Quick recap
- Data Engineer: skills and responsibilities
- Data Engineering lifecycle
Agenda
- Revision
- System overview
- Memory hierarchy
- Storage engines
- Log based storage
- Hash indexes
Why study storage internals?
- To pick right tools for your use case
- To be able to tune the configurations of storage engine as per your requirements
Storage engine overview
| Property | Transaction processing systems(OLTP) | Analytics processing(OLAP) |
|---|---|---|
| Primarily used for | End user/customer, via web application | Internal analyst, for decision support |
| What data represents | Latest state of data (current point in time) | History of events that happened over time |
| Dataset size | Gigabytes to terabytes | Terabytes to petabytes |
| Main write pattern | Random-access, low-latency writes from user input | Bulk import (ETL) or event stream |
| Main read pattern | Small number of records per query, fetched by key | Aggregate over large number of records |
| Implementation types | - Log structured database - B tree based databases |
- Columnar storage |
Quick Revision
System overview
Layered architecture
Image credits: CSAPP
Hardware overview
Image credits: CSAPP
Buses are like nervous system of the computer. Data moves from one place to another via buses. Buses are charecterized by word size as well as bits that can be transfered in a given time.
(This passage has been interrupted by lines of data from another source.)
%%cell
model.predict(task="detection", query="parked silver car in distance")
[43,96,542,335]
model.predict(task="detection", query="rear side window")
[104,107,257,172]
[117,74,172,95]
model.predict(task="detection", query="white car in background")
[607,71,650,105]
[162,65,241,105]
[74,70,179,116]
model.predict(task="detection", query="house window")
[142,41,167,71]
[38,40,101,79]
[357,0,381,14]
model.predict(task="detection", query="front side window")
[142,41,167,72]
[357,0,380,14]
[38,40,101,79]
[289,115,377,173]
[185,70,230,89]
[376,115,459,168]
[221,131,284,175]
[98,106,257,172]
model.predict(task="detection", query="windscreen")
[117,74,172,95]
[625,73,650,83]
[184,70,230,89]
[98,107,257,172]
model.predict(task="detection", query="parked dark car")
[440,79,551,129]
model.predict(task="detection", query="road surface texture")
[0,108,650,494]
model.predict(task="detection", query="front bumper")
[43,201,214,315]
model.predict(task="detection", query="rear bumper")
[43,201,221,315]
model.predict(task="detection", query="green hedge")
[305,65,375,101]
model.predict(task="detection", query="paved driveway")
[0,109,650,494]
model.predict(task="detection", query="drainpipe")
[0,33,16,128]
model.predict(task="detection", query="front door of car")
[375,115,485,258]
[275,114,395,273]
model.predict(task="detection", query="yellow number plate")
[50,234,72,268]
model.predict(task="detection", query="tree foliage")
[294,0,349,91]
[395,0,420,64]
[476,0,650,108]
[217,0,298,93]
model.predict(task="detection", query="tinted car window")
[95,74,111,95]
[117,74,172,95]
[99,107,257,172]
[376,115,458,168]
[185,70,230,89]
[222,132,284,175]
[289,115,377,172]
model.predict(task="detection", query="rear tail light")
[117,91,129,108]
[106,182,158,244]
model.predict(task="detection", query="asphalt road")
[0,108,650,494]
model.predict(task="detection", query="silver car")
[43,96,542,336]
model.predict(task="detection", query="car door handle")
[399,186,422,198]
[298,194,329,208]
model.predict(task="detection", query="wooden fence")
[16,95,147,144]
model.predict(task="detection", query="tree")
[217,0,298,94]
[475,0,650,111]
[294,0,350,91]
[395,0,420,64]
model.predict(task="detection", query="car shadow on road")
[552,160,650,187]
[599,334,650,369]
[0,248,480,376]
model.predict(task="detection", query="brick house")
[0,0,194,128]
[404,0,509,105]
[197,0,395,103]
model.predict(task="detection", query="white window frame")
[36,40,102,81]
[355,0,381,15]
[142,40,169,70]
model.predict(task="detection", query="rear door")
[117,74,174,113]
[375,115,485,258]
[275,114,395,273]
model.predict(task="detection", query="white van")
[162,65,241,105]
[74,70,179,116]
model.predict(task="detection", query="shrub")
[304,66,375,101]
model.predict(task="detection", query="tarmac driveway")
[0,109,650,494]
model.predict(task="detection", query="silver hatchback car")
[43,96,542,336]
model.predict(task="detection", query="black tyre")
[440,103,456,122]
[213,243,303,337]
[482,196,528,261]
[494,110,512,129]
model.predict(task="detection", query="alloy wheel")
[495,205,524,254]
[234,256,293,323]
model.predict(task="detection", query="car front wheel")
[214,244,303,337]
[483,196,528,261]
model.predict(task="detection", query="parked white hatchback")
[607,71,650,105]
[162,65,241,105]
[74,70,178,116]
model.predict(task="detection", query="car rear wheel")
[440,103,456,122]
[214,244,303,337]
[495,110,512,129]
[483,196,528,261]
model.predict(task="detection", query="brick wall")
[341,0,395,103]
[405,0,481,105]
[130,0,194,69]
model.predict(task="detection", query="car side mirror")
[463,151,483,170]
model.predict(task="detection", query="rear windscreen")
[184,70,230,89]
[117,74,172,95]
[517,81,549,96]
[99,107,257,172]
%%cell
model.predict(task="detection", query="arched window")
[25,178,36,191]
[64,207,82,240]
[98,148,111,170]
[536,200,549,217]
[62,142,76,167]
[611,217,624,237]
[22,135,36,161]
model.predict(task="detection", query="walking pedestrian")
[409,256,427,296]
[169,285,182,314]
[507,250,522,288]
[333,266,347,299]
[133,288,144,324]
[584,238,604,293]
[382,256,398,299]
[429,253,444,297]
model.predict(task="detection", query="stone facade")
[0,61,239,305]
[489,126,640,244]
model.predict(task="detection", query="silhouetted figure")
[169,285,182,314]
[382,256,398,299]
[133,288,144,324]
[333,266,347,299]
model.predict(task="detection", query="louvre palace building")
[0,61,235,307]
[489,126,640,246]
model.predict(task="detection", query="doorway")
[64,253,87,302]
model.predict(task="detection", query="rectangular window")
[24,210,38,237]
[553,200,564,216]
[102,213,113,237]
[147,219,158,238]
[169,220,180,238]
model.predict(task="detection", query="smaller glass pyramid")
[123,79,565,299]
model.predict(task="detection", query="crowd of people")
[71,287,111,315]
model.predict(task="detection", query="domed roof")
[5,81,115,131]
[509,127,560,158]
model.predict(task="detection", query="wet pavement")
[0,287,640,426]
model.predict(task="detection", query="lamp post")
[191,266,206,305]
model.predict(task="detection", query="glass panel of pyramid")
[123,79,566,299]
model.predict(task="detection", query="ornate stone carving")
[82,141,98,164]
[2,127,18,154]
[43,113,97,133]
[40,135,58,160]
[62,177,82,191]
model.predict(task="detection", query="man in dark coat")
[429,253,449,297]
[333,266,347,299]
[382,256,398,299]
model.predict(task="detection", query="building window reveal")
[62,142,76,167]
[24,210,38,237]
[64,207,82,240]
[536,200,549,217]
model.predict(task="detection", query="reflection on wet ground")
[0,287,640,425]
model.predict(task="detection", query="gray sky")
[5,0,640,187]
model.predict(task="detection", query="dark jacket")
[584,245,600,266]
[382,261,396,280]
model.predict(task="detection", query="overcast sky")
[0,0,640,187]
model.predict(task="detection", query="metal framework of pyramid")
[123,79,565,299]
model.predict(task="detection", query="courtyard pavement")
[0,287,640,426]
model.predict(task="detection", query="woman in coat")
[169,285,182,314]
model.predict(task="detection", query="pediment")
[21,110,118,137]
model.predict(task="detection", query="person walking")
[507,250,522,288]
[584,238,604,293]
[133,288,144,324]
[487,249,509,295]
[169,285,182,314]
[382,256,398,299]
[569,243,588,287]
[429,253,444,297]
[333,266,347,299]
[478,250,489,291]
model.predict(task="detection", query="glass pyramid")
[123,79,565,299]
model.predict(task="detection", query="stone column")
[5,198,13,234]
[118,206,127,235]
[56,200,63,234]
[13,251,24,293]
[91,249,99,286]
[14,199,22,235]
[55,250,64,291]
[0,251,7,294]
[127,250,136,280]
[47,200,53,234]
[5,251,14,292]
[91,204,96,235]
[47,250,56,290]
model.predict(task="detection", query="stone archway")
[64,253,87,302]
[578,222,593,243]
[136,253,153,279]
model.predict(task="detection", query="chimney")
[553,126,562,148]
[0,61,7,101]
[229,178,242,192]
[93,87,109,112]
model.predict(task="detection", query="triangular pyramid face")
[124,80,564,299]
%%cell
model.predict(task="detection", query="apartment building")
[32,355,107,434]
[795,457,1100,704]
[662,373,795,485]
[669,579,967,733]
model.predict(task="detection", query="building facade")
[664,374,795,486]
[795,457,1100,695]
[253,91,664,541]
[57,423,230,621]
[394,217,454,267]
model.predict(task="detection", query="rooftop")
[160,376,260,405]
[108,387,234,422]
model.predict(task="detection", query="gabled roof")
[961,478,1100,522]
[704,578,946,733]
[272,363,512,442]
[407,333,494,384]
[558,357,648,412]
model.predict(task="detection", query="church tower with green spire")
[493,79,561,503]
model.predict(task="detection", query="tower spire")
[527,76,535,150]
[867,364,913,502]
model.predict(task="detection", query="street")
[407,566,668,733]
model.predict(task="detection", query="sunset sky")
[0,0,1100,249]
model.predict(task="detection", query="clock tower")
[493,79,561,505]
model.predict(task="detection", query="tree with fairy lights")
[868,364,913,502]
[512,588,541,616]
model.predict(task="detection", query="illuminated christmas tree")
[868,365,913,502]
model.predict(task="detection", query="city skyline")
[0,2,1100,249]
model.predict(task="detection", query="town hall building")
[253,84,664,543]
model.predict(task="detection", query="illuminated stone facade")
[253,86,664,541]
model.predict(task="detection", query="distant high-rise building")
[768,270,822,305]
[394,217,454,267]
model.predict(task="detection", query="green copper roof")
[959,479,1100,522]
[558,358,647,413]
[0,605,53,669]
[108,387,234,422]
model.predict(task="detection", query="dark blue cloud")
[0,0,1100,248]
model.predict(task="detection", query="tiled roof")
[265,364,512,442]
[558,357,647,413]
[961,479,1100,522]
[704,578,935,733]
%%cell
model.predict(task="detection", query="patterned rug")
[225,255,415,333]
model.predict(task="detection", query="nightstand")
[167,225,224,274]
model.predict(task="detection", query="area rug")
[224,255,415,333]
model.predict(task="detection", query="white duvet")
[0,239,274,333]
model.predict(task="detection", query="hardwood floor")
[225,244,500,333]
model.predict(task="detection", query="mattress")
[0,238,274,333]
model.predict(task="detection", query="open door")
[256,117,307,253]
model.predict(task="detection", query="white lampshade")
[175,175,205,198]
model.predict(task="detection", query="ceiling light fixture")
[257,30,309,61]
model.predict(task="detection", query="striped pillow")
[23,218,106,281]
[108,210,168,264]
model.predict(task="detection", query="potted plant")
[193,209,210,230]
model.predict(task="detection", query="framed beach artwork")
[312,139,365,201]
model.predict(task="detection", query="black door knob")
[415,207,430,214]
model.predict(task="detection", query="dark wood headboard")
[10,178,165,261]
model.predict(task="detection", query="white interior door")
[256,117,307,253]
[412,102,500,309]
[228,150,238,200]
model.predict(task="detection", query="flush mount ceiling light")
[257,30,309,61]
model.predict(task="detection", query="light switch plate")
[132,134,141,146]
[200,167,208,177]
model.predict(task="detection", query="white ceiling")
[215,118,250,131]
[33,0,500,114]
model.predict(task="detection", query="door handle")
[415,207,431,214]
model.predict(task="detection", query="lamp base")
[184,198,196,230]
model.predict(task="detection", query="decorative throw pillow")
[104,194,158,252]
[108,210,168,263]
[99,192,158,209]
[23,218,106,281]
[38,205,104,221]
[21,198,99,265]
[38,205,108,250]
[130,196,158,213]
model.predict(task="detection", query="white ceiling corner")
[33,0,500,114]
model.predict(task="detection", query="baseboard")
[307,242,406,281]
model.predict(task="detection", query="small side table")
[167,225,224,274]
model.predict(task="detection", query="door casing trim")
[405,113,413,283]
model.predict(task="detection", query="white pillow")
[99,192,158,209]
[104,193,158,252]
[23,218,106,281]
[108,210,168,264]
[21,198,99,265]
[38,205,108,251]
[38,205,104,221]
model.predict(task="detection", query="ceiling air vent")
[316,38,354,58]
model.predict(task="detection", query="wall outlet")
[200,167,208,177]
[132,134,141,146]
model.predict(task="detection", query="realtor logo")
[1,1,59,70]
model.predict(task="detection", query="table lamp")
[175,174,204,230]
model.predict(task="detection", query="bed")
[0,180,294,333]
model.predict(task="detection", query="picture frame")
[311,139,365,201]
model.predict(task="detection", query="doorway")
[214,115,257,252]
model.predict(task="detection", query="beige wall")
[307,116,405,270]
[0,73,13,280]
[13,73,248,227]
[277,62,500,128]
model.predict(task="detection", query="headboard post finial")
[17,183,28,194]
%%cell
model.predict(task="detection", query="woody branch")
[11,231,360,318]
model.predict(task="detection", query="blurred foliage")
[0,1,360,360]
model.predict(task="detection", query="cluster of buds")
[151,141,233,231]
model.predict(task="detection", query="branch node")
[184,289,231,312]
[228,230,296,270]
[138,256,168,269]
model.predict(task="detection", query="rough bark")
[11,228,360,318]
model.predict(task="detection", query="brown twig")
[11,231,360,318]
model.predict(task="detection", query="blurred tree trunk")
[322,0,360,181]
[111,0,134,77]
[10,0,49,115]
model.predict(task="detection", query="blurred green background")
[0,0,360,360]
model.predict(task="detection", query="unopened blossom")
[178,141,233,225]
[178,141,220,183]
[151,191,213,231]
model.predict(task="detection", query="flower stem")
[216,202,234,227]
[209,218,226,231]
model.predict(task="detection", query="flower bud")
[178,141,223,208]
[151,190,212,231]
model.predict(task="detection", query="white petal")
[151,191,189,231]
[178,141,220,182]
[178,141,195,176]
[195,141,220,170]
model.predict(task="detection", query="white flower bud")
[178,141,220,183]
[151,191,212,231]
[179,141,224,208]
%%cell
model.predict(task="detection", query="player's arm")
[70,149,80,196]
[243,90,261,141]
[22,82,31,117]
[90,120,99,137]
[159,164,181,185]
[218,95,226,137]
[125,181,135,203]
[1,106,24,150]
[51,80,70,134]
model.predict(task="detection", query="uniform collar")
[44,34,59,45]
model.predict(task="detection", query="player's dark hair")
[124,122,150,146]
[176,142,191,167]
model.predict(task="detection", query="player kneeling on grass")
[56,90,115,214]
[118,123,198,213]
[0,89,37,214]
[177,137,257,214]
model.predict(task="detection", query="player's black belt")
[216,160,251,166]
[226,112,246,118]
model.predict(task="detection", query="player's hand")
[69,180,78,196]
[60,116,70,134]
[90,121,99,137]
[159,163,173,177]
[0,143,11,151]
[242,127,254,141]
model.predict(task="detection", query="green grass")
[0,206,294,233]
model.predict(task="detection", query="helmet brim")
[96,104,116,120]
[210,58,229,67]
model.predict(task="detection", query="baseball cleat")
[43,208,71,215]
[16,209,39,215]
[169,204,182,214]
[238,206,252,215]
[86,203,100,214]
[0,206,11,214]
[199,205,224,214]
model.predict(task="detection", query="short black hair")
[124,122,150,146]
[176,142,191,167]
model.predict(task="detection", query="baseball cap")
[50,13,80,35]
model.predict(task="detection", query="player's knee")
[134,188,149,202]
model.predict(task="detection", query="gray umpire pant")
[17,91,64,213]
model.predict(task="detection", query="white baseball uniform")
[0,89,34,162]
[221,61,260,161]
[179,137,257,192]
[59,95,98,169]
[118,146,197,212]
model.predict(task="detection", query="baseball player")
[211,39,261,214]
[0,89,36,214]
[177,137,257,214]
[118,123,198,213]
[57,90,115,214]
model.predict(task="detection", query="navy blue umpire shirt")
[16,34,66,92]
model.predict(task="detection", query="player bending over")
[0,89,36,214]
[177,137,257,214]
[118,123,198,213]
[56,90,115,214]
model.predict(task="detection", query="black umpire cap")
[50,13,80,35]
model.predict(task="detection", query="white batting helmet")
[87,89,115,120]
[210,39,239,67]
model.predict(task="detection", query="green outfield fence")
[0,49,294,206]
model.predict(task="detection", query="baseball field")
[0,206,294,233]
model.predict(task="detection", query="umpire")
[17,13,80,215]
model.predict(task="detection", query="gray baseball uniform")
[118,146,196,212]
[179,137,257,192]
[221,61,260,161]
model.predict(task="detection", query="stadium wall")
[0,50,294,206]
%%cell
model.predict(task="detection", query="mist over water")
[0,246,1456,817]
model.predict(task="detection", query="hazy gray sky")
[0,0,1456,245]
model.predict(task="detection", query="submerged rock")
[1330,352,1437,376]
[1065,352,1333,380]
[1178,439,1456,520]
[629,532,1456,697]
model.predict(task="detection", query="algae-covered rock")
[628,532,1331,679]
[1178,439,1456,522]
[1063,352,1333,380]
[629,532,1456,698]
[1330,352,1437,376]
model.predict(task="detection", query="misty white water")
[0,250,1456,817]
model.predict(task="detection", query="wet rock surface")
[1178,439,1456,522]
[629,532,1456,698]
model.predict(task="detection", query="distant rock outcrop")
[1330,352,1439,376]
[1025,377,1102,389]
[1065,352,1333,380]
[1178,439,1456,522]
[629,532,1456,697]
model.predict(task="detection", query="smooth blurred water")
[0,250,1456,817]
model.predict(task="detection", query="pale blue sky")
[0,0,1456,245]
IO devices are what connects a computer to external world. It"s like humans have 5 senses, computer has IO devices. 4 key IO devices that we will concern ourselves with are:
1. Display: out device through which computer talks back with the user.
2. Keyboard/mouse: input device through which computer listens to the user
3. Storage device: This is the long term storage that computer has. All programs initially lies here.
Main memory is the area where program is loaded when it is to be run and it stays there while it"s being executed. Think of it like short term memory in humans. Any task in ordered to be done should inside our memory.
Processor is where results and addresses are computed in the program. It has 3 main parts:
1. Program counter
2. registers
3. ALU(Arithmetic and Logical unit)
Memory hierarchy
Storage devices
- Random Access Memory
- Static RAM(SRAM) is used for cache memories, both on and off the CPU chip.
- DRAM(Dynamic RAM) is used for the main memory plus the frame buffer of a graphics system.
- HDD(Magnetic Storage) use spinning magnetic platters to store data. A read/write head moves over the platters to read or write data.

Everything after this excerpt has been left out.